Tier 2 contains your application's business objects which in turn contain the
majority of your application logic. This is the key to providing software reuse
across multiple software applications.
Tier 3 is where your application's data resides. It may be Visual FoxPro, SQL
Server, Oracle, or any database that has an ODBC driver.
In this type of design, any component can be swapped out in an architecture
that is far more flexible, extensible and maintainable.
Placing Your Application Logic in Business Objects
What we have discussed so far brings us to a very important conclusion:
Rule of Thumb: The majority of an application's logic
should be placed within business objects.
One of the biggest mistakes developers make is placing the majority of their
application logic within the user interface. This presents a real problem when
you try to move your application to a true, three-tier architecture. It means
you will have to extricate the code from the user interface and place it into
business objects before it can be reused by other applications.
However, if you start out with this rule of thumb in mind when you begin your
project, you can easily create an application that is far more flexible, extensible
without a great deal of additional effort.
The Problem with VFP COM Objects
The advent of OLE Automation Servers in Visual FoxPro 5 made it possible to
create distributed, three-tier applications in Visual FoxPro. Unfortunately,
this technology was not-ready-for-prime-time. Unfortunately, although the September
release of Visual FoxPro 6.0 addressed many of the difficulties found in VFP5,
there is still one major stumbling block that prevents COM objects from being
a viable alternative in VFP6.
COM objects created with VFP6 have a problem with concurrency. VFP6 COM objects
can only handle a single request at a time. This means that if a particular
method in a COM object takes 5 minutes to complete, the next user trying to
access the COM object must wait 5 minutes before their request is processed.
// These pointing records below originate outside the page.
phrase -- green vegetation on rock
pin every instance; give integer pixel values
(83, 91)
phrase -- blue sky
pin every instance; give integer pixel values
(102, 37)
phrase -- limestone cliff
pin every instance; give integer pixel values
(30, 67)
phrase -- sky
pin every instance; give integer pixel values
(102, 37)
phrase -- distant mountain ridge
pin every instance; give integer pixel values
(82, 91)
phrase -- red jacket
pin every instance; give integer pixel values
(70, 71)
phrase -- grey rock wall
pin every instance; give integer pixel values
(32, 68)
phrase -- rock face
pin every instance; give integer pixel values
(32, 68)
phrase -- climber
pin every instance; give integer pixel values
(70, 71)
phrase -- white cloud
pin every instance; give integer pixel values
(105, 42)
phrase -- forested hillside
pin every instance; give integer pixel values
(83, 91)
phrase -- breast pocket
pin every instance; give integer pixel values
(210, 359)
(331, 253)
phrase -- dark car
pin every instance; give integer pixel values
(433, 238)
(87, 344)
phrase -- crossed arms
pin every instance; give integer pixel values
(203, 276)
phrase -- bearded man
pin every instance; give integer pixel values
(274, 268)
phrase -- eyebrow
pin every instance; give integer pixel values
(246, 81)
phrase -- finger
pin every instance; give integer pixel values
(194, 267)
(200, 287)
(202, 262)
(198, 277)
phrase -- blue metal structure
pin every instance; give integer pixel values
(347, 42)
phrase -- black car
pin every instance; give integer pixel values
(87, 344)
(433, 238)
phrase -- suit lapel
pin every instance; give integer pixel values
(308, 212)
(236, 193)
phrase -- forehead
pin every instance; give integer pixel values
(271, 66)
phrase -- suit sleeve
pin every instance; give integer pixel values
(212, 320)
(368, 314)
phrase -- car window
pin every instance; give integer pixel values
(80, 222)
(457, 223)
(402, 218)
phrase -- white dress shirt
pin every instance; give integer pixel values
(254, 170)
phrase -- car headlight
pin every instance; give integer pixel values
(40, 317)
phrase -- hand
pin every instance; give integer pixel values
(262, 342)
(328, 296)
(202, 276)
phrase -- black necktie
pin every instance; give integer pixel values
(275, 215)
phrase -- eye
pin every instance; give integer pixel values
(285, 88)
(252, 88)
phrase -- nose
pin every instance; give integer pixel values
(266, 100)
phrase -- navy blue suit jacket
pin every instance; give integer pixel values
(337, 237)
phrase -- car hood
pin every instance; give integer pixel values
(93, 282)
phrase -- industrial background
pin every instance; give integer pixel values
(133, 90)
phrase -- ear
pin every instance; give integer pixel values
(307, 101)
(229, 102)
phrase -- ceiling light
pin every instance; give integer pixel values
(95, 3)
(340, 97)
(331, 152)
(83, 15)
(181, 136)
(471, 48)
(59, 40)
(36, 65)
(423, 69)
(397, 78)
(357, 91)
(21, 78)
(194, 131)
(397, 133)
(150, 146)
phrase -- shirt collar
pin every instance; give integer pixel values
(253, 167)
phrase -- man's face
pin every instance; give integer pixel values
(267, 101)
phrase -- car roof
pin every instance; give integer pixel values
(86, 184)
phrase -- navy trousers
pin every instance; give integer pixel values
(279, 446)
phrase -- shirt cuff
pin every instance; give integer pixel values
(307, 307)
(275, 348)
This limitation makes COM objects virtually unusable except in rare exceptions
where you only have a few users trying to access your COM objects in tier 2.
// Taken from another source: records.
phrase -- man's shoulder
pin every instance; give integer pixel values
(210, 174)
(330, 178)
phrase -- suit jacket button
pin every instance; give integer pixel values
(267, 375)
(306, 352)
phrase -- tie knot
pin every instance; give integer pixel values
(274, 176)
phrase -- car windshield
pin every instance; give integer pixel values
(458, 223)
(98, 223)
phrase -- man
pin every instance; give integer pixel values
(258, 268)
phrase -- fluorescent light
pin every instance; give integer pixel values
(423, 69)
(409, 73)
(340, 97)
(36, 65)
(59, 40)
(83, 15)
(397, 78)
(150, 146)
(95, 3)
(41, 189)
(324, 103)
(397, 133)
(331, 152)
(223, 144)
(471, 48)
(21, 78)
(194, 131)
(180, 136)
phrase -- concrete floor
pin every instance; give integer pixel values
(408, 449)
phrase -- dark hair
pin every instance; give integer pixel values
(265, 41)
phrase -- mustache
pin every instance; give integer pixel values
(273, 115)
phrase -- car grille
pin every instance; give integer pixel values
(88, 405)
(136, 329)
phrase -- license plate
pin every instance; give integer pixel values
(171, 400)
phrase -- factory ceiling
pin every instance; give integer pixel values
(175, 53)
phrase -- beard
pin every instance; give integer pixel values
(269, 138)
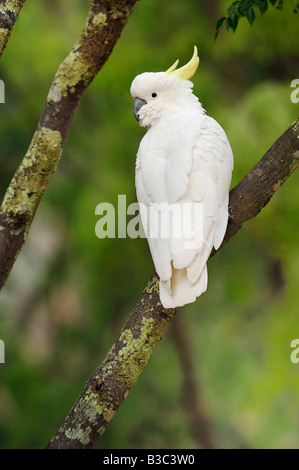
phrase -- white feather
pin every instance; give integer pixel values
(184, 157)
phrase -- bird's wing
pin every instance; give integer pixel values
(209, 183)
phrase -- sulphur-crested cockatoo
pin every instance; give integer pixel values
(183, 173)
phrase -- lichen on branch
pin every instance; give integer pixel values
(105, 22)
(9, 12)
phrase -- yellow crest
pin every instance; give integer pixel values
(188, 70)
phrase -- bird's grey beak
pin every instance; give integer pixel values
(138, 103)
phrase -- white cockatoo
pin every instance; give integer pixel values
(184, 161)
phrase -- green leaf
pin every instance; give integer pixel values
(250, 15)
(264, 7)
(220, 22)
(228, 23)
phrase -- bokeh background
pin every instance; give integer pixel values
(70, 293)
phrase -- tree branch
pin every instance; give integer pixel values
(105, 22)
(109, 385)
(9, 12)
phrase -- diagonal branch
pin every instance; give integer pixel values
(9, 12)
(105, 22)
(109, 385)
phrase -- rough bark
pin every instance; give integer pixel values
(105, 22)
(109, 385)
(9, 12)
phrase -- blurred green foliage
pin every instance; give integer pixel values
(70, 293)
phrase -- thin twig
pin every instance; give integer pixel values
(9, 12)
(111, 382)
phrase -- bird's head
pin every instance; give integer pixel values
(158, 94)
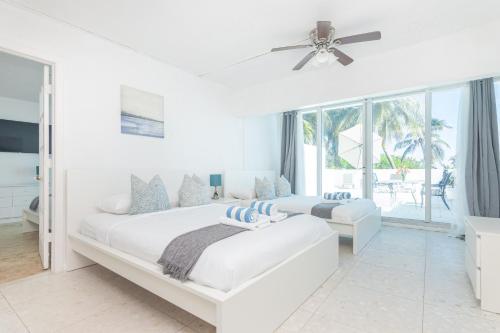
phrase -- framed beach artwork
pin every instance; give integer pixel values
(142, 113)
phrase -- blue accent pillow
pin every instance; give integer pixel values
(283, 187)
(148, 198)
(264, 188)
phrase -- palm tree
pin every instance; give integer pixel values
(392, 118)
(415, 139)
(334, 122)
(309, 127)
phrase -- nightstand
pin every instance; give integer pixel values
(227, 201)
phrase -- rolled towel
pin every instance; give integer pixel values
(337, 195)
(248, 215)
(262, 222)
(278, 217)
(265, 208)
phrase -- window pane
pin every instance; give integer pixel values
(309, 122)
(343, 150)
(398, 155)
(444, 124)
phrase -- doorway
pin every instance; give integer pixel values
(26, 205)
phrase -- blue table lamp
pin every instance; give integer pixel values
(215, 180)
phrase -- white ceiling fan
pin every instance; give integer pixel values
(323, 41)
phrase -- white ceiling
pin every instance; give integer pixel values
(207, 36)
(20, 78)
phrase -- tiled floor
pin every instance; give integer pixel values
(18, 252)
(404, 281)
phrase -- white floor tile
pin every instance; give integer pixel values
(369, 311)
(404, 281)
(9, 321)
(400, 283)
(446, 319)
(129, 317)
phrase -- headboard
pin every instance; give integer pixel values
(236, 180)
(85, 188)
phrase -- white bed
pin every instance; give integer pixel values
(360, 219)
(224, 265)
(257, 299)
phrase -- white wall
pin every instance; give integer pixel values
(262, 143)
(89, 72)
(465, 55)
(15, 109)
(18, 168)
(201, 133)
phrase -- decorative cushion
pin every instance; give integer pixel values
(148, 198)
(283, 187)
(193, 192)
(264, 189)
(116, 204)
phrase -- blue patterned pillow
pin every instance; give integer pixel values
(283, 187)
(148, 198)
(264, 188)
(193, 192)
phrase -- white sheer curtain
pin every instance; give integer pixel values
(461, 209)
(300, 184)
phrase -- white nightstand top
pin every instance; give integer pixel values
(223, 200)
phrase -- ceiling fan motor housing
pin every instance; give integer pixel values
(323, 42)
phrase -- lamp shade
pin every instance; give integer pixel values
(216, 180)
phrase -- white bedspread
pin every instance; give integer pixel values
(223, 265)
(350, 211)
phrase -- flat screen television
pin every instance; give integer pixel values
(18, 137)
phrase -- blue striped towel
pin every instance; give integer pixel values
(337, 195)
(265, 208)
(248, 215)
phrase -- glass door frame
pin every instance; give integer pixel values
(367, 124)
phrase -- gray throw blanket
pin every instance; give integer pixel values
(324, 209)
(180, 256)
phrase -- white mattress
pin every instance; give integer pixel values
(223, 265)
(349, 212)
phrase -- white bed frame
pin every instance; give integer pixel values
(259, 305)
(361, 231)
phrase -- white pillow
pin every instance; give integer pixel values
(118, 204)
(243, 194)
(193, 192)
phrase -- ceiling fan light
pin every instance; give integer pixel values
(322, 56)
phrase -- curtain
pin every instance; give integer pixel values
(482, 165)
(289, 147)
(460, 208)
(300, 181)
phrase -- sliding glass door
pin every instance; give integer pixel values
(343, 149)
(377, 148)
(446, 111)
(310, 123)
(398, 155)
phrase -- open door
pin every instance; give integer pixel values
(44, 211)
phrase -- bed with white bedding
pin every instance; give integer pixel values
(274, 274)
(223, 265)
(357, 218)
(349, 210)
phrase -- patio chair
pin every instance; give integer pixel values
(439, 189)
(347, 180)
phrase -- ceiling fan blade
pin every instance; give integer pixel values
(343, 58)
(323, 29)
(304, 61)
(291, 47)
(374, 35)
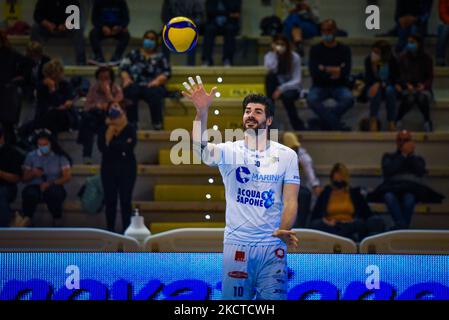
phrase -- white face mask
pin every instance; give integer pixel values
(375, 57)
(280, 49)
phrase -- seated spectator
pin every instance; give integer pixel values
(54, 99)
(283, 81)
(403, 186)
(342, 210)
(381, 77)
(36, 59)
(102, 95)
(118, 166)
(50, 18)
(10, 174)
(223, 17)
(110, 19)
(443, 32)
(412, 17)
(192, 9)
(309, 180)
(301, 24)
(416, 69)
(12, 75)
(330, 66)
(144, 73)
(45, 172)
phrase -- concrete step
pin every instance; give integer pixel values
(360, 47)
(178, 214)
(325, 147)
(152, 175)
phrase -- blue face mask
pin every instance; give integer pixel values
(412, 47)
(328, 37)
(149, 44)
(44, 149)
Fortunately, Microsoft is aware of this problem and plans to fix it in an upcoming
VFP service pack release. When this version is released, we will provide much
information in the pages of this Developer's Guide to help you build highly
optimized COM objects that work well with a variety of tier 1 applications.
Logical Three-Tier System Architecture
Although Visual FoxPro may not be ready for COM today, using business objects
and creating logical partitions in your applications now will make the step
to true three-tier architecture much easier. As shown below, the Mere Mortals
Framework allows you to create a logical three-tier architecture.
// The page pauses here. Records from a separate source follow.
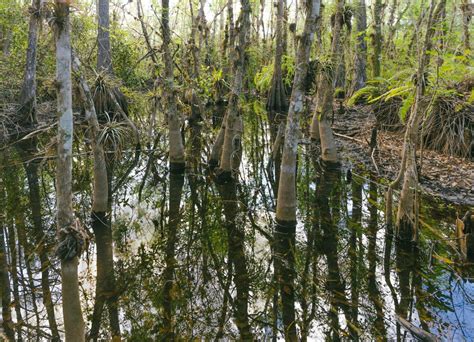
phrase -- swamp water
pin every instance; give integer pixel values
(190, 252)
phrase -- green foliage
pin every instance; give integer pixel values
(263, 78)
(406, 105)
(363, 95)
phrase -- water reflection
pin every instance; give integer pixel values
(198, 259)
(340, 274)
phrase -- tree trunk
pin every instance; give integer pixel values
(27, 150)
(236, 247)
(170, 286)
(466, 9)
(7, 322)
(28, 91)
(360, 63)
(325, 94)
(286, 204)
(175, 140)
(231, 147)
(104, 55)
(106, 292)
(377, 38)
(100, 217)
(72, 313)
(277, 104)
(407, 216)
(390, 44)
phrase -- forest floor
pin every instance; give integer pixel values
(450, 178)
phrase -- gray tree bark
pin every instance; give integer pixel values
(72, 313)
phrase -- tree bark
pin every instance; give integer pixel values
(27, 150)
(466, 9)
(104, 55)
(72, 313)
(360, 63)
(28, 90)
(231, 147)
(170, 286)
(377, 38)
(286, 204)
(100, 217)
(277, 103)
(407, 216)
(325, 94)
(175, 140)
(7, 322)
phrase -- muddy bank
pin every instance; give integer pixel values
(450, 178)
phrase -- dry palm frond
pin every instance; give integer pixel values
(114, 136)
(449, 127)
(105, 87)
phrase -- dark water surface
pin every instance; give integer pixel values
(196, 256)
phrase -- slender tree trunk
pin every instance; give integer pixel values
(379, 329)
(12, 244)
(72, 313)
(286, 204)
(27, 150)
(390, 44)
(377, 38)
(7, 322)
(360, 63)
(104, 56)
(466, 8)
(231, 147)
(169, 288)
(176, 147)
(277, 104)
(106, 292)
(28, 91)
(100, 215)
(236, 247)
(325, 94)
(407, 216)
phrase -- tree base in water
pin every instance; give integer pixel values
(223, 177)
(406, 230)
(177, 168)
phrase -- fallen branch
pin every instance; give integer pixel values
(349, 138)
(417, 332)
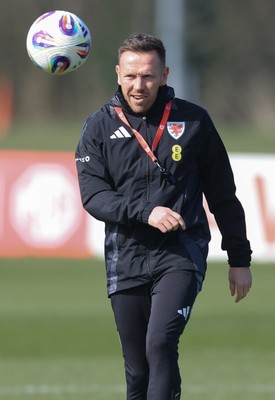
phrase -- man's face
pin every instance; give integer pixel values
(140, 75)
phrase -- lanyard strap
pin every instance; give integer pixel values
(158, 136)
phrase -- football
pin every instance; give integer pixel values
(58, 42)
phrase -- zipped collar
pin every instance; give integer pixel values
(165, 94)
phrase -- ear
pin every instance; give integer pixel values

Within the Mere Mortals Framework, business objects can exist as a second tier
within the application. This maintains a degree of separation between each respective
tier. Business objects provide a buffer zone between your application and the
data. They are responsible for loading, unloading and manipulating data. This
allows you to change your application's data source in tier 3 without changing
the application code!
If you faithfully adhere to the above model when writing your applications,
and maintain the separation between each tier, you can easily move your Mere
Mortals business objects out of tier 1 and into a physically separate tier 2
when Visual FoxPro is ready in the near future.